Grand Central wasn’t far from the Hyatt, one of the reasons he’d decided to stay there. Serrin had been barely three feet tall the first time he’d sat amazed by the sheer scale of the station, its endless spaces and swirling masses of people. Something of that awe remained, always ready to strike a chord in his emotions whenever he was there. He sat down with a magazine and another cup of coffee and just took in the scene.

There were suits, kids, fresh-faced youngsters from out of town come to find out how long their wide-eyed looks would last before the poison of the city destroyed their dreams, a sprinkling of metahumans and Hispanics mostly doomed to suffer indifference or outright hatred, a couple of guys who were obviously racing to find out which they could destroy first, their bodies with steroids or their minds with essence-the usual panoply of folks.

It’s been cleaned up, though, Serrin thought. Security didn’t take long to pounce on any wino or other wretched soul with terminal despair who might still think he could drift in here. Those for whom it all had become too much, who would burst into tears, begging any stranger, “Got a cigarette, oh, any damned brand,” just to have something to say. Just to get a glance, a touch of a hand, a chance word or two in reply.

Serrin hated Manhattan. Its soul was deader than any city he’d ever known. It swept away its poor and hopeless, its disabled, handicapped, troubled people, its blacks and Hispanics and Puerto Ricans into decayed sumps of suburbs-if they were lucky. What about the street shamans? he wondered. How could any totem breathe life into a soul when the very essence of a place was dead?

“A dollar for your thoughts.” Looking over his shoulder at the woman who sat down beside him, he suddenly broke into a broad, beaming smile.

Barbara! What are you doing here?”

“I could ask you the same! I'm just finishing college.”
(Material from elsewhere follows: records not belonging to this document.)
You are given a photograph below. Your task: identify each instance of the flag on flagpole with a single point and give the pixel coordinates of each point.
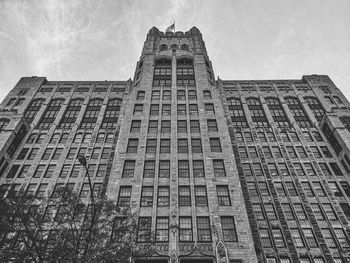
(171, 28)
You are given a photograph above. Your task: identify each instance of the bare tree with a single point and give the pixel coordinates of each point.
(66, 228)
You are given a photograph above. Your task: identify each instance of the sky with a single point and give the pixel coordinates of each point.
(245, 39)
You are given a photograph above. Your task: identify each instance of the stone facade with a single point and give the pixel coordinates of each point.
(223, 171)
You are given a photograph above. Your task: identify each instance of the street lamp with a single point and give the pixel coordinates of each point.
(82, 161)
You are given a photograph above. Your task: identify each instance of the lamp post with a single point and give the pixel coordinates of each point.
(82, 161)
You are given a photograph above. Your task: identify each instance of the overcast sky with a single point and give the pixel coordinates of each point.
(102, 39)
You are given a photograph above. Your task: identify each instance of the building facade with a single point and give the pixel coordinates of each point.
(220, 170)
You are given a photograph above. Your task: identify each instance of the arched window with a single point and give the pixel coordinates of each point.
(50, 115)
(185, 72)
(298, 112)
(33, 109)
(237, 113)
(277, 112)
(315, 107)
(184, 47)
(3, 124)
(111, 115)
(162, 73)
(71, 114)
(91, 114)
(257, 112)
(346, 122)
(163, 47)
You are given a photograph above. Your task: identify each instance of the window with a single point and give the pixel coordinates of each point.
(198, 168)
(223, 195)
(166, 109)
(182, 126)
(209, 108)
(194, 126)
(278, 237)
(140, 95)
(50, 170)
(181, 95)
(155, 95)
(135, 126)
(193, 109)
(212, 126)
(149, 169)
(162, 73)
(153, 126)
(96, 153)
(228, 229)
(71, 114)
(215, 145)
(163, 196)
(185, 72)
(185, 229)
(200, 193)
(124, 196)
(162, 229)
(39, 171)
(203, 229)
(184, 196)
(196, 145)
(147, 196)
(265, 238)
(167, 95)
(298, 240)
(219, 168)
(132, 146)
(182, 146)
(183, 168)
(102, 168)
(181, 109)
(310, 238)
(129, 168)
(206, 94)
(138, 109)
(164, 169)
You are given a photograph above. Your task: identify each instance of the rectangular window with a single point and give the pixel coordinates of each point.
(212, 126)
(149, 169)
(200, 193)
(135, 126)
(209, 108)
(228, 229)
(219, 168)
(132, 146)
(182, 146)
(196, 145)
(147, 196)
(163, 196)
(215, 145)
(203, 229)
(162, 229)
(124, 196)
(223, 195)
(182, 126)
(194, 126)
(129, 168)
(184, 196)
(185, 229)
(153, 126)
(164, 169)
(151, 146)
(198, 168)
(166, 126)
(144, 229)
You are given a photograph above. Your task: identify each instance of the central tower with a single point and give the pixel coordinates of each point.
(174, 160)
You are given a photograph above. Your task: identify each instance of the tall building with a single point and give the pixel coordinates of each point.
(221, 170)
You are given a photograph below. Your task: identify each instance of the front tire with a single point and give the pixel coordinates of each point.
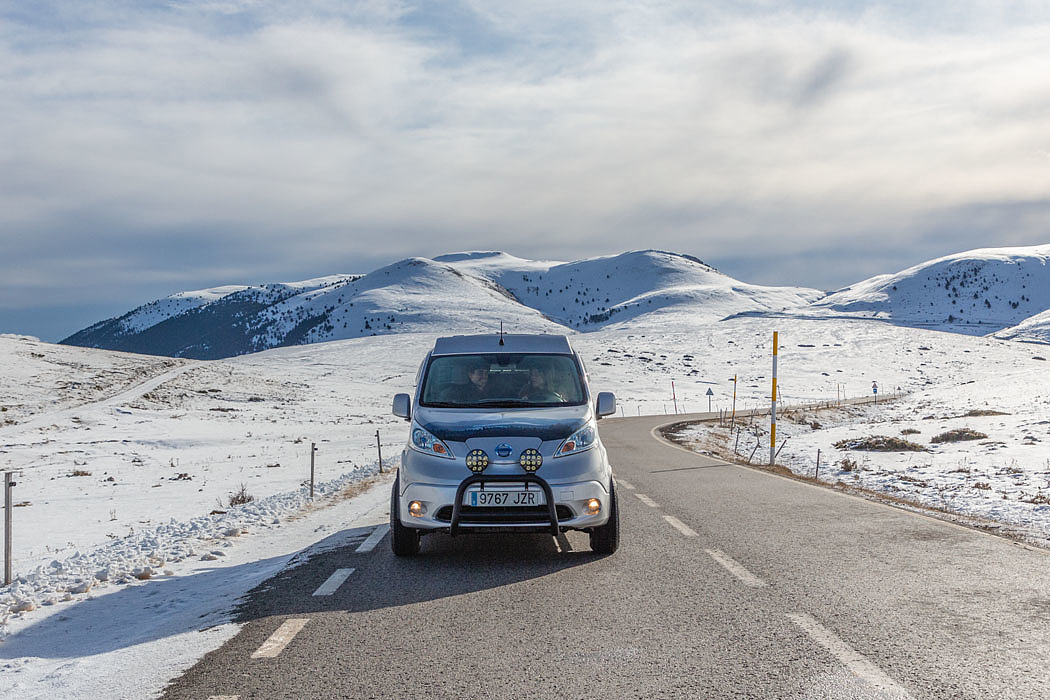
(404, 541)
(605, 539)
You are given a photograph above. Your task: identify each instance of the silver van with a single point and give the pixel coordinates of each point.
(503, 438)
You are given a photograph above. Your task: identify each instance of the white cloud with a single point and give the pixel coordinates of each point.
(554, 129)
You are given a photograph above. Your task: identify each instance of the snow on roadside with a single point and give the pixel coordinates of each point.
(998, 473)
(152, 552)
(128, 641)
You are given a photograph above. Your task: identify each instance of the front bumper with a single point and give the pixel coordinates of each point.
(565, 509)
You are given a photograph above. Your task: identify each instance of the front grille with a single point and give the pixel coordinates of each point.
(511, 514)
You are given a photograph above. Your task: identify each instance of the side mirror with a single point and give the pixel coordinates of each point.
(402, 405)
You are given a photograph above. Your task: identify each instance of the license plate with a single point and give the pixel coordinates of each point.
(504, 497)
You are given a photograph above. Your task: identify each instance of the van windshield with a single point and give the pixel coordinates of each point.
(503, 380)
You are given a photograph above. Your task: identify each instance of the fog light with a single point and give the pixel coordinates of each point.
(477, 461)
(530, 460)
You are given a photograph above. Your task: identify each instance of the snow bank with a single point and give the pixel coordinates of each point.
(146, 554)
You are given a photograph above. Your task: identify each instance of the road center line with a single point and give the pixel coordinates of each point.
(334, 581)
(853, 659)
(373, 539)
(736, 569)
(279, 639)
(679, 526)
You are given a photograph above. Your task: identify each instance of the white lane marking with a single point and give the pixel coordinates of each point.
(847, 655)
(279, 639)
(373, 539)
(679, 526)
(334, 581)
(736, 569)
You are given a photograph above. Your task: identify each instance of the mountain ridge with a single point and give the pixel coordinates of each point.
(980, 292)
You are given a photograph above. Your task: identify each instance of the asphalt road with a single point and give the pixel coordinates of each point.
(729, 582)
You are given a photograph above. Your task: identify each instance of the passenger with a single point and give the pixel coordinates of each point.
(475, 388)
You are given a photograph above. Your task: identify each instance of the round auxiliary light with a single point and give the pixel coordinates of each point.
(477, 461)
(530, 460)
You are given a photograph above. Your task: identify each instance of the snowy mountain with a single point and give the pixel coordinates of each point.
(1035, 330)
(975, 293)
(596, 292)
(457, 293)
(415, 295)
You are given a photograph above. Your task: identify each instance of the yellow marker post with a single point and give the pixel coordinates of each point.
(773, 407)
(734, 400)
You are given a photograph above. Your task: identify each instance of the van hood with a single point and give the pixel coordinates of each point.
(459, 424)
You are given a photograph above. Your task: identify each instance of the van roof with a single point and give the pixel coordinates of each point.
(511, 343)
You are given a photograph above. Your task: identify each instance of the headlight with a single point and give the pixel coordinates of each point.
(424, 442)
(582, 440)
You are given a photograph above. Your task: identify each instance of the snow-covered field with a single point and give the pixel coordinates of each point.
(124, 474)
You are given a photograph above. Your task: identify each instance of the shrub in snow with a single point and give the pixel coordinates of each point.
(880, 444)
(958, 435)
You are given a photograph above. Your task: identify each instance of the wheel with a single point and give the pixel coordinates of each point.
(605, 539)
(404, 541)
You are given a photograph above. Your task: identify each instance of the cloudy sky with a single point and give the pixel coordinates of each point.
(152, 147)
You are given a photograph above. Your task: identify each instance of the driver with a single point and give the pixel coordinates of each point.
(539, 386)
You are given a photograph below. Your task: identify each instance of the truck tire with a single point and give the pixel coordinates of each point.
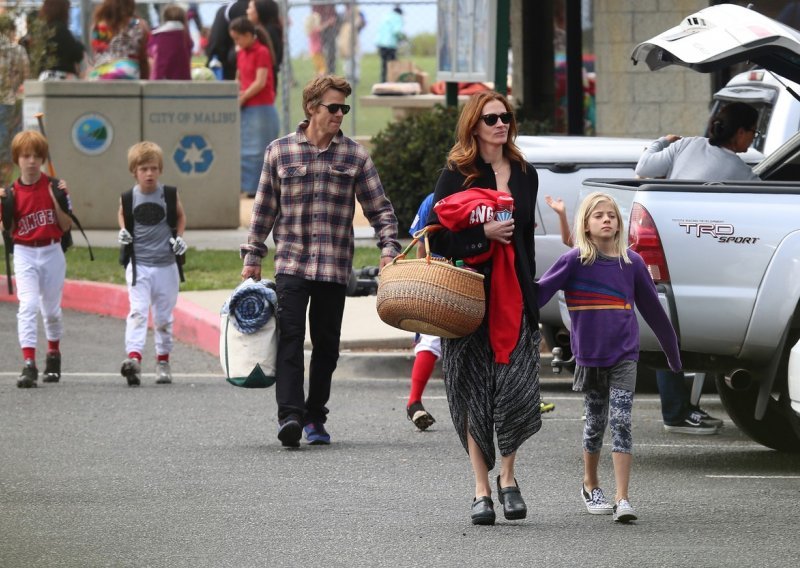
(780, 427)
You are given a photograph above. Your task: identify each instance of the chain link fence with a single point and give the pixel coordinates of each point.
(320, 36)
(345, 38)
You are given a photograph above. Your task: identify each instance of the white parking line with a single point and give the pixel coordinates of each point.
(755, 476)
(706, 446)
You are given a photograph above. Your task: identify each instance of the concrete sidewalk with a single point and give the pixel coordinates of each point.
(370, 348)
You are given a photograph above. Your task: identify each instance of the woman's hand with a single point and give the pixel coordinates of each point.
(500, 231)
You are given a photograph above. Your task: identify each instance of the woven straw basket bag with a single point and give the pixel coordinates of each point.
(430, 296)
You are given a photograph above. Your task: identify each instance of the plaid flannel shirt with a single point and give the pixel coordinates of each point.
(306, 198)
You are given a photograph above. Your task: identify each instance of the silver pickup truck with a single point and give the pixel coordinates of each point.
(726, 256)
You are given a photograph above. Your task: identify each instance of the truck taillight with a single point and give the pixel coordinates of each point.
(643, 238)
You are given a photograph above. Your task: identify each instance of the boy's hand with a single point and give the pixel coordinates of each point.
(179, 246)
(124, 237)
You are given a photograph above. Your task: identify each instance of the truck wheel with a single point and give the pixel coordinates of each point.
(780, 427)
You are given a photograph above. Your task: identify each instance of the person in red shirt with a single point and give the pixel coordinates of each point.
(259, 118)
(39, 264)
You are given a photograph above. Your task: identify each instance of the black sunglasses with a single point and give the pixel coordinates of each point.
(333, 108)
(491, 119)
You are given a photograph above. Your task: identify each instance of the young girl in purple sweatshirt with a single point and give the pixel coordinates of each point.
(602, 283)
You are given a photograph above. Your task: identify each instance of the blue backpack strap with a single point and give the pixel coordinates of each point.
(7, 204)
(126, 251)
(171, 198)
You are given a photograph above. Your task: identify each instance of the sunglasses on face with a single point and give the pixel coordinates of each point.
(333, 108)
(491, 119)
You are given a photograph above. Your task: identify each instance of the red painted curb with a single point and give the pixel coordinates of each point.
(193, 324)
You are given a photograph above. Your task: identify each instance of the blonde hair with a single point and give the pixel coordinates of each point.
(174, 13)
(587, 247)
(29, 141)
(316, 88)
(464, 154)
(143, 152)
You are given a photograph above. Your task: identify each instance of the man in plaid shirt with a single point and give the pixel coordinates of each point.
(306, 198)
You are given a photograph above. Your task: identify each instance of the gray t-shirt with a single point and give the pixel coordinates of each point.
(692, 158)
(151, 233)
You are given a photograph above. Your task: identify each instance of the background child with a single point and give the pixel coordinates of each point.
(154, 261)
(603, 283)
(15, 69)
(428, 348)
(259, 118)
(39, 264)
(169, 48)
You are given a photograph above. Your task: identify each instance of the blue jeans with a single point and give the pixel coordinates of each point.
(674, 396)
(259, 126)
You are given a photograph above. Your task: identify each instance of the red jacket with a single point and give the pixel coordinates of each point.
(477, 206)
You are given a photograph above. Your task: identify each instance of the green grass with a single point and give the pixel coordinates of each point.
(204, 270)
(369, 120)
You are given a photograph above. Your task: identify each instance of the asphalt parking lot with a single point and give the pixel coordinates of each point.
(95, 473)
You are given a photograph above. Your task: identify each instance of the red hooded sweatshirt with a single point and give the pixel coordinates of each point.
(477, 206)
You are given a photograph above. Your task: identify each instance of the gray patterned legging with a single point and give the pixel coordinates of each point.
(487, 396)
(596, 405)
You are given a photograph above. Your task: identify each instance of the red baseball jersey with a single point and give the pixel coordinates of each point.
(34, 215)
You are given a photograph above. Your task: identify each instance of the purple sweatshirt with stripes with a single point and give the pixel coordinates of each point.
(601, 298)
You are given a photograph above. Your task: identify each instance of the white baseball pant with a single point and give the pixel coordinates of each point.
(40, 273)
(432, 343)
(156, 288)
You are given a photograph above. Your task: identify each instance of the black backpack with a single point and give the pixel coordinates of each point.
(8, 205)
(126, 251)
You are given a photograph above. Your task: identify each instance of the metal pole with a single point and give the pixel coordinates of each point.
(574, 68)
(353, 40)
(287, 75)
(501, 46)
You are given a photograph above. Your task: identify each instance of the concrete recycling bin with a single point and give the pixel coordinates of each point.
(89, 126)
(197, 126)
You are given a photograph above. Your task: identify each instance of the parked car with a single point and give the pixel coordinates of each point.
(726, 256)
(775, 99)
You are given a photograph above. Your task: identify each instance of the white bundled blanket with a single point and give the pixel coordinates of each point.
(248, 342)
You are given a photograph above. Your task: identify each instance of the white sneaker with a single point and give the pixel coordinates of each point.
(163, 373)
(595, 502)
(623, 512)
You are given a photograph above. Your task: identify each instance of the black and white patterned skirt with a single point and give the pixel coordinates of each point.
(487, 396)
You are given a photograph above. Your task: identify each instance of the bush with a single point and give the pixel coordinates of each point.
(423, 45)
(410, 154)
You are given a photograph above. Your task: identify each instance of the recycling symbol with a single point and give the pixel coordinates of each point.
(193, 155)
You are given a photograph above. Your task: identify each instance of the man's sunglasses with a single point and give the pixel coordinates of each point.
(336, 107)
(491, 119)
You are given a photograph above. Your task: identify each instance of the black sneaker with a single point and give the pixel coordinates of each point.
(692, 425)
(707, 418)
(132, 370)
(28, 376)
(52, 367)
(419, 416)
(289, 432)
(316, 434)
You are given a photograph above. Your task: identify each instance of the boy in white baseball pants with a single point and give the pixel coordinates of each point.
(36, 228)
(152, 272)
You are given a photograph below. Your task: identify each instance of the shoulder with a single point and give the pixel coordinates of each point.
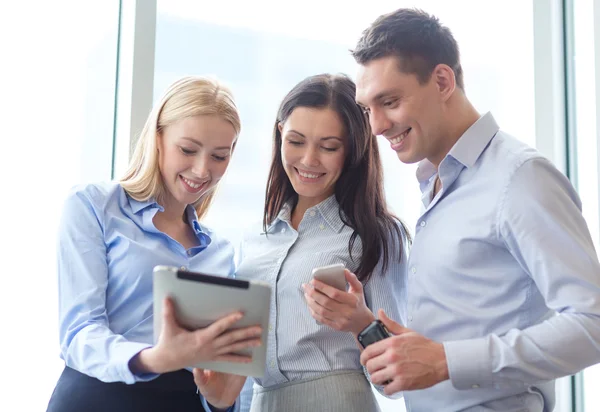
(509, 153)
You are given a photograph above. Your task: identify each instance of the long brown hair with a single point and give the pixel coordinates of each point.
(359, 189)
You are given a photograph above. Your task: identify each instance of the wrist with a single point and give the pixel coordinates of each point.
(145, 362)
(218, 407)
(442, 365)
(363, 323)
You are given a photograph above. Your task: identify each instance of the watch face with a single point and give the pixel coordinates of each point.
(373, 333)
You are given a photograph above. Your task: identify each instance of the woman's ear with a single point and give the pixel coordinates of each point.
(159, 141)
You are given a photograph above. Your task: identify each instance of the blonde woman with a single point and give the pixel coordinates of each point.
(112, 235)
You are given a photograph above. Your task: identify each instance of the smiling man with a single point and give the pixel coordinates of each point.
(503, 287)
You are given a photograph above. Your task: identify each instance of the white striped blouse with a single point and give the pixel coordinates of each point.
(299, 348)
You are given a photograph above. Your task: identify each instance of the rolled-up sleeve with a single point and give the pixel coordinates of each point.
(541, 224)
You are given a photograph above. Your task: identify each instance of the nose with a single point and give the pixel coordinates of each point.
(379, 122)
(311, 156)
(200, 168)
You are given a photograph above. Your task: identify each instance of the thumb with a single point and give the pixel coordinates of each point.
(169, 321)
(355, 285)
(393, 327)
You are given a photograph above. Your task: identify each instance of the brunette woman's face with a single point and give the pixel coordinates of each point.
(313, 151)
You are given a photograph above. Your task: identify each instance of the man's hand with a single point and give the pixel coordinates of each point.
(343, 311)
(219, 389)
(408, 360)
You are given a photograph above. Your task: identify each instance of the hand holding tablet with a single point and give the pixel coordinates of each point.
(211, 307)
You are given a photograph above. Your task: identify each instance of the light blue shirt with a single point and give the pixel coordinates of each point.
(298, 347)
(503, 272)
(108, 246)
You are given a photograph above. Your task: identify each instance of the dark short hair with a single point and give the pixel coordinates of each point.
(359, 189)
(417, 39)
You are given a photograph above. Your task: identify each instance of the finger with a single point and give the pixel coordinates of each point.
(169, 321)
(323, 313)
(377, 363)
(318, 298)
(237, 335)
(384, 376)
(396, 385)
(230, 357)
(238, 346)
(373, 350)
(200, 378)
(393, 327)
(323, 320)
(218, 327)
(355, 285)
(331, 292)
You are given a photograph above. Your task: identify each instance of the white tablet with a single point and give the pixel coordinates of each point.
(200, 299)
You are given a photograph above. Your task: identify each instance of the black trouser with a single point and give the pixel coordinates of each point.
(77, 392)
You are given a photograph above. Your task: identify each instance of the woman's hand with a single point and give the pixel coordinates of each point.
(343, 311)
(178, 348)
(219, 389)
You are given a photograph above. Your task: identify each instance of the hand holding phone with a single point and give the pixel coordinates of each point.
(332, 275)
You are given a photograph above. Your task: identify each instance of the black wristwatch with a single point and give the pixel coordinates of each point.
(375, 332)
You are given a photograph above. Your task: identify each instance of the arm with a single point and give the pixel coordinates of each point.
(87, 343)
(388, 293)
(542, 226)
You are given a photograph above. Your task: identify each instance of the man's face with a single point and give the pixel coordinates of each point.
(405, 112)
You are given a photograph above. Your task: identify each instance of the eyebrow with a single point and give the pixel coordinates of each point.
(191, 139)
(322, 138)
(381, 96)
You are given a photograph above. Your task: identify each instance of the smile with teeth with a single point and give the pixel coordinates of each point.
(308, 175)
(192, 184)
(398, 139)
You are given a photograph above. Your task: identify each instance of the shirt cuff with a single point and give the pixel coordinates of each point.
(469, 363)
(128, 353)
(209, 408)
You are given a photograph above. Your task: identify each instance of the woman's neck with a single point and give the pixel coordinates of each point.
(303, 204)
(173, 213)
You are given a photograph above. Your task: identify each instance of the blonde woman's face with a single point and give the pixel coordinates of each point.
(193, 156)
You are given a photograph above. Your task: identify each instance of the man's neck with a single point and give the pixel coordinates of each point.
(461, 116)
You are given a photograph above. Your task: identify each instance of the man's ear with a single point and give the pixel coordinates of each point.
(445, 80)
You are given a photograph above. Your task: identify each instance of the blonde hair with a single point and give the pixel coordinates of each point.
(189, 96)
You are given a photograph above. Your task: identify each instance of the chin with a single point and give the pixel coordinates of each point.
(409, 158)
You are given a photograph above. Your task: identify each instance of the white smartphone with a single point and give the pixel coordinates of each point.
(332, 275)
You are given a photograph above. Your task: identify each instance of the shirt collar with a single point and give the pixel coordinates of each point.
(467, 149)
(137, 205)
(329, 209)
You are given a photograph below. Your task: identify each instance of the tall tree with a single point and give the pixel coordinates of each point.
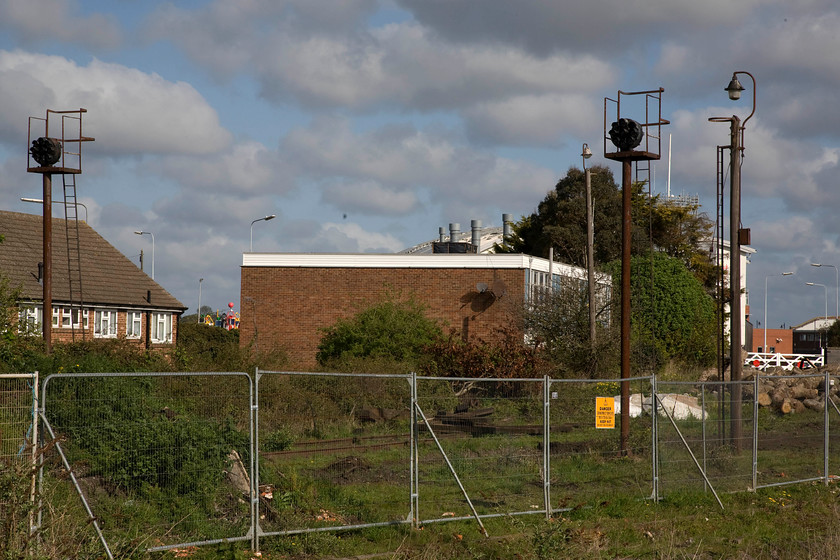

“Hey, that’s great!” He was genuinely delighted. “And how is delightful Lafayette? And Judy?”

They had met in Serrin’s birthplace, not long after he’d been shot up bad in the Renraku business. For some reason, he’d decided to use a little of the money they’d paid him to spend a few weeks in the place of his birth. Not that he had any roots there; his parents had traveled too widely and too often for that. It was just to see what the city was like.